Des pompiers suisses intervenant sur une Model S en feu après un accident.

Des pompiers suisses intervenant sur une Model S en feu après un accident. - Pompieri Bellinzona - Facebook

Les accidents récents avec des Tesla ont été particulièrement repris dans les médias, provoquant la colère d’Elon Musk qui se plaint d'un acharnement. Retour sur cette série noire.

17.000 commentaires, 47.000 partages et plus de 210.000 likes: les chiffres qui découlent de l’un des derniers tweets d’Elon Musk atteignent les mêmes niveaux démentiels que le cash englouti chaque semaine par Tesla.

Dans ce message pourtant, pas d'annonce d'une nouveauté importante pour la marque de véhicules électriques ou pour SpaceX, qu'il dirige également. Elon Musk y exprime sa volonté de "créer un site où le public pourra évaluer la véracité de n'importe quel article et suivre le score de crédibilité de chaque journaliste, groupes de médias et publications". Une initiative validée par près de 600.000 personnes, soit 88% des votants, dans un sondage lancé quelques instants plus tard.

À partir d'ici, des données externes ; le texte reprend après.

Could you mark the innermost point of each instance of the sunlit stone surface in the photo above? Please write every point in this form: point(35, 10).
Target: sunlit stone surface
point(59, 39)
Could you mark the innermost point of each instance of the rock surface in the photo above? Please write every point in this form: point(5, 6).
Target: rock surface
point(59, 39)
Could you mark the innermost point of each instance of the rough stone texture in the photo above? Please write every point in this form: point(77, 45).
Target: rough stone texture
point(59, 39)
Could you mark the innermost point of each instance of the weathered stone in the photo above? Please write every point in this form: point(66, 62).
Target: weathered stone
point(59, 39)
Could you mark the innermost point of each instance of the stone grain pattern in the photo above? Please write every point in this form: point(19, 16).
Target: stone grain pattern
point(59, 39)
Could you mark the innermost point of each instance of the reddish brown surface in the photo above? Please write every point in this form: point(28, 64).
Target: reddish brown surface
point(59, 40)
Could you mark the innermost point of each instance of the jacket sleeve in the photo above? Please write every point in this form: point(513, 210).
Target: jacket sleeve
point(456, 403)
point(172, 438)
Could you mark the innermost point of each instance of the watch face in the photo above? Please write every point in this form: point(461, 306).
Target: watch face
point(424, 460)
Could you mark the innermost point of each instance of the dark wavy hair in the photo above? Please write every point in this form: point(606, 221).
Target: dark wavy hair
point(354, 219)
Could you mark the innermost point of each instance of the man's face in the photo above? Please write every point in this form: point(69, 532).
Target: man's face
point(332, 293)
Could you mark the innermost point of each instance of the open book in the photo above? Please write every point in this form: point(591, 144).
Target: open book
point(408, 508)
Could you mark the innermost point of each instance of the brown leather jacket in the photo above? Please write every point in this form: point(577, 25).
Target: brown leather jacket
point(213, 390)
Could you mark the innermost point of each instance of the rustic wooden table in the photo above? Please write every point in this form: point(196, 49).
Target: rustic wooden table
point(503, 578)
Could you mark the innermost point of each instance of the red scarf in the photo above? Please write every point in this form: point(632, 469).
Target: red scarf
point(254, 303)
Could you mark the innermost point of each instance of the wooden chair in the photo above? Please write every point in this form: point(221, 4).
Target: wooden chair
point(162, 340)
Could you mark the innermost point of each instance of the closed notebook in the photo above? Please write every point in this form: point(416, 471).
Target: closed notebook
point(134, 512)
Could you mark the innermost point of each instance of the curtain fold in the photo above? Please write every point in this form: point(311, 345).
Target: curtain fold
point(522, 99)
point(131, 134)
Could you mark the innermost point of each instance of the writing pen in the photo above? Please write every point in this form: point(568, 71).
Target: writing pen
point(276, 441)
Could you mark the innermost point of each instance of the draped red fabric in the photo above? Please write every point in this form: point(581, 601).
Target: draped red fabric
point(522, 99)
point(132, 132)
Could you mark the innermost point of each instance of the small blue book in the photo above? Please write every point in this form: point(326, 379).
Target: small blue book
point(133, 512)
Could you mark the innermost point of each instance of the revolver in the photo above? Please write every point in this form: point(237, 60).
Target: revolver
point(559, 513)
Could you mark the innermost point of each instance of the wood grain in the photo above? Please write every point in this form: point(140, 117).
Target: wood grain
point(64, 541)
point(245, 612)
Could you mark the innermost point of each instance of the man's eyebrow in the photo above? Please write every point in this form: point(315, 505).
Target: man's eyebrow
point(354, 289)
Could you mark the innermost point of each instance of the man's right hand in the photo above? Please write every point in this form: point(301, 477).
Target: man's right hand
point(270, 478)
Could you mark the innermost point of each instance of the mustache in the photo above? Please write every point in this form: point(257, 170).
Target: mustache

Pour comprendre ce cri de colère d'Elon Musk contre les médias, il faut remonter un peu en arrière son fil Twitter.

Particulièrement actif sur ce réseau social, le patron de la marque de voitures électriques n’avait en effet pas manqué, le 14 mai dernier, de réagir à un accident survenu avec l’un de ses véhicules dans l’Utah (Etats-Unis). Et surtout à sa couverture médiatique.

Un accident en Model S sous Autopilot

Trois jours plus tôt, une jeune femme de 28 ans a en effet violemment heurté un camion de pompier immobilisé à un feu rouge. La photo de l’épave de sa Model S témoigne de la violence du choc et pour cause. La berline roulait à près de 100 km/h. La conductrice s’en sort avec une simple cheville cassée, pas de blessés du côté des pompiers.

Mais très vite, des doutes apparaissent sur son attitude au moment du choc: des témoignages indiquent qu’elle n’a pas freiné avant l’impact. La jeune femme a par ailleurs rapidement reconnu qu’elle était plongée dans son téléphone, alors que le système semi-autonome de sa Tesla, le fameux "Autopilot", était activé.

Au moment du choc, la conductrice de cette Model S a reconnu qu'elle utilisait son téléphone.
Au moment du choc, la conductrice de cette Model S a reconnu qu'elle utilisait son téléphone. © Culver City Firefighters - Facebook

Au moment du tweet d’Elon Musk (ci-dessus), on ne connaîssait pas encore ce dernier détail. L’article du Washington Post, vers lequel le patron de Tesla renvoie, indique simplement que la voiture était équipée de l’Autopilot, mais les raisons de l’accident sont encore mystérieuses.

"C’est complètement dingue que l’accident d’une Tesla qui n’a entraîné qu’une cheville cassée se retrouve en une d’un grand média alors que le fait que 40.000 personnes soient mortes l’an dernier dans des accidents de la route n'est pratiquement pas traité", écrit Elon Musk dans son tweet, soulignant dans la foulée qu’un tel choc ne laisse en général pas beaucoup de chances de survie aux occupants d’un véhicule. 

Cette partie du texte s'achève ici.